Ainsi, non seulement l'occasion de reparaître à l'armée qu'avait si vivement souhaitée le duc d'Angoulême lui échappait, mais encore il était privé du bonheur de revoir sa cousine. Si ce fut une déception pour lui, ce n'en fut pas une pour elle; elle n'avait pas été prévenue de la visite dont le roi voulait lui faire la surprise, et on eut soin de ne lui en pas parler. En revanche, le roi lui exprima le désir de la voir résider à Prague plutôt qu'à Vienne, où la conclusion de la paix allait rouvrir aux diplomates français la ville et la cour:

«Ma tendresse pour vous m'a sur-le-champ fait penser à votre position. Je pense qu'il serait aussi inconvenant en soi-même que douloureux pour vous de vous trouver à Vienne, au moment où ceux qui, s'ils ne sont pas les meurtriers de vos parents, sont au moins leurs agents, vont pour la première fois y être publiquement admis.
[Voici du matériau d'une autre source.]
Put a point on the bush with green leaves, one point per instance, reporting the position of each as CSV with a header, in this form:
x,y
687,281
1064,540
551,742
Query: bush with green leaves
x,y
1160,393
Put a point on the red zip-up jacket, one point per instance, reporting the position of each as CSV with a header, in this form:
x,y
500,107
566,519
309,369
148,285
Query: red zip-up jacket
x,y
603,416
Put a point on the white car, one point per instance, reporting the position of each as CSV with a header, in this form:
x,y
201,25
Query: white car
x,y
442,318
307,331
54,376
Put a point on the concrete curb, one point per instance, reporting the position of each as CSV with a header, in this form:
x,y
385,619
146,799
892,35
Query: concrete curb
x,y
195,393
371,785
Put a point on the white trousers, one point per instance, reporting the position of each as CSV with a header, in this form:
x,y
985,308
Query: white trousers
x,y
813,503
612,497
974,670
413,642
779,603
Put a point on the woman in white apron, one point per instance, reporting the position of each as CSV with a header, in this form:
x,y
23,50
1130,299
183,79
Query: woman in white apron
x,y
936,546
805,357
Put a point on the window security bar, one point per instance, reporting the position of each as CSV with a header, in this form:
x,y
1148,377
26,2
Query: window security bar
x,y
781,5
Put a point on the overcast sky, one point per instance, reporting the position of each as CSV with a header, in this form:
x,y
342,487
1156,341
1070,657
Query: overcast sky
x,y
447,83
En conséquence, je fais demander à l'Empereur de vous laisser, jusqu'à ce que votre sort futur puisse être réglé, à Prague auprès de Mme l'archiduchesse Marianne, et je lui fais cette demande d'autant plus volontiers que je sais combien cette vertueuse princesse mérite votre tendresse par celle qu'elle a pour vous et par toutes ses belles qualités. Je crois que vous ne pouvez mieux faire que d'appuyer cette demande, et je vous y invite. Je n'ose pas, avant que l'Empereur se soit décidé, écrire à Mme l'archiduchesse Marianne pour lui demander de nouveau son amitié pour vous; mais, comme vous lui communiquerez sûrement cette idée, je vous prie de lui dire que ce sera un grand bonheur pour moi de vous savoir auprès d'elle, et de lui parler de tous les sentiments qu'elle m'inspire.»
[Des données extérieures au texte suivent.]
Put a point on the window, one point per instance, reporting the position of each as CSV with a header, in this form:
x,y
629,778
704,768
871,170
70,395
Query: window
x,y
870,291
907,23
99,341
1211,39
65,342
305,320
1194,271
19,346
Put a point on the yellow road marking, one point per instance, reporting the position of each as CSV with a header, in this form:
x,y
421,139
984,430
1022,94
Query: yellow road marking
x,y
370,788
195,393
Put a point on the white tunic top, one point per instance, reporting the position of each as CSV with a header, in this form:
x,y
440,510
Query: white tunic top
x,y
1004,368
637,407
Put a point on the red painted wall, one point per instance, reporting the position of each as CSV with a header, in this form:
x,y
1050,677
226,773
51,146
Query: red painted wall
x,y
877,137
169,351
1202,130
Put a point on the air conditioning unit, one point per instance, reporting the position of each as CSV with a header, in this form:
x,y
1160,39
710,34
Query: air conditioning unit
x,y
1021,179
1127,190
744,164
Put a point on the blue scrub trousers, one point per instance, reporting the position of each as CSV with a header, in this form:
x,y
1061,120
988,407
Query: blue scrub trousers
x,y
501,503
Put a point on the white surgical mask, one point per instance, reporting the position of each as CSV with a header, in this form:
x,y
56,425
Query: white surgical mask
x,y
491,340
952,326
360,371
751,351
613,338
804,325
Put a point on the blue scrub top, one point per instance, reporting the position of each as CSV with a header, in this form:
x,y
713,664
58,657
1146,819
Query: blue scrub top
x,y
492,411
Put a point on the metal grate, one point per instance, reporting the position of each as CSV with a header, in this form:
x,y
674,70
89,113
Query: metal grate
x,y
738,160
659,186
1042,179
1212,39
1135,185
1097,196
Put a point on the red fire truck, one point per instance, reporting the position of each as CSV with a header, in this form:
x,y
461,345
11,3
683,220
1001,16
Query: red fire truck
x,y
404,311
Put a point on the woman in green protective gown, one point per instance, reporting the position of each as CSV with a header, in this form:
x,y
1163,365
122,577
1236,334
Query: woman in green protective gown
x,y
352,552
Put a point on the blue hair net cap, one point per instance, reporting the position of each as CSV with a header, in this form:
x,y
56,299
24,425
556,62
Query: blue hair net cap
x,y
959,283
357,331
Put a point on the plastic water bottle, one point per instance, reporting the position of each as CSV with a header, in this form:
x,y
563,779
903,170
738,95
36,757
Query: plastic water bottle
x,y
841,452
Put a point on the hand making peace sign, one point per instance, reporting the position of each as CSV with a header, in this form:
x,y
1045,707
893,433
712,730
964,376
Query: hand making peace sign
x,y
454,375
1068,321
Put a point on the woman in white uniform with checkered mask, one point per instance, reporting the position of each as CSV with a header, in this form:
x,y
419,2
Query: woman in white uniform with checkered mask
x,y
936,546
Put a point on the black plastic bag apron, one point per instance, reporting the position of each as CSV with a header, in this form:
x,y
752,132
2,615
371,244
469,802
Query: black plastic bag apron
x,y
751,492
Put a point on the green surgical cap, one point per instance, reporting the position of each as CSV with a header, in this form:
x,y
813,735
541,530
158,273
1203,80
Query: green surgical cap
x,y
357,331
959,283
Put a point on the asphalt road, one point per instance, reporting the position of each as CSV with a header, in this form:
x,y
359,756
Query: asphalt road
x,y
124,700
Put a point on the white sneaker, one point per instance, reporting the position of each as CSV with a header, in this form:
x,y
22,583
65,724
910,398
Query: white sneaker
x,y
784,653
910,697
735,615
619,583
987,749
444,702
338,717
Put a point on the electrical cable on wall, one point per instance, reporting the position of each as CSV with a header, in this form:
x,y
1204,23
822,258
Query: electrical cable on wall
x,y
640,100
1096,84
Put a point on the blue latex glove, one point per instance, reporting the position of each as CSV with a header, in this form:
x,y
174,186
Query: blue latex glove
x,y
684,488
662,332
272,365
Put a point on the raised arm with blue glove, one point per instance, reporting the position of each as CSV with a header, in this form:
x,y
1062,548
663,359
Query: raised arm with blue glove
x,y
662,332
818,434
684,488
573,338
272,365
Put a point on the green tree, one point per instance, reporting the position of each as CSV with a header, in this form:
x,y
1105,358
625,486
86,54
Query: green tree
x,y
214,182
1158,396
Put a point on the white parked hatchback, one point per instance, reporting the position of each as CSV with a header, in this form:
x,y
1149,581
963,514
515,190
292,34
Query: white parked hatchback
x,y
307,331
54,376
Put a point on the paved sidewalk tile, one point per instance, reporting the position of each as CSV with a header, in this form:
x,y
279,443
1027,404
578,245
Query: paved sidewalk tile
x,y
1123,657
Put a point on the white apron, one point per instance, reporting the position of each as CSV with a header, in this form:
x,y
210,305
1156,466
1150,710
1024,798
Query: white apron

On a vu une première fois Madame Royale n'être pas de l'avis de son oncle, refuser d'écrire à l'abbé Edgeworth une lettre destinée à être répandue en France et dire au roi en toute franchise pour quelles raisons elle ne croyait pas devoir souscrire à son désir. De nouveau cette fois, elle n'approuva pas le conseil qu'il lui donnait et ne craignit pas de le lui confesser. Elle lui était reconnaissante de la bonté qu'il avait eue de penser à sa situation. Mais cette même bonté la portait à lui parler toujours avec confiance.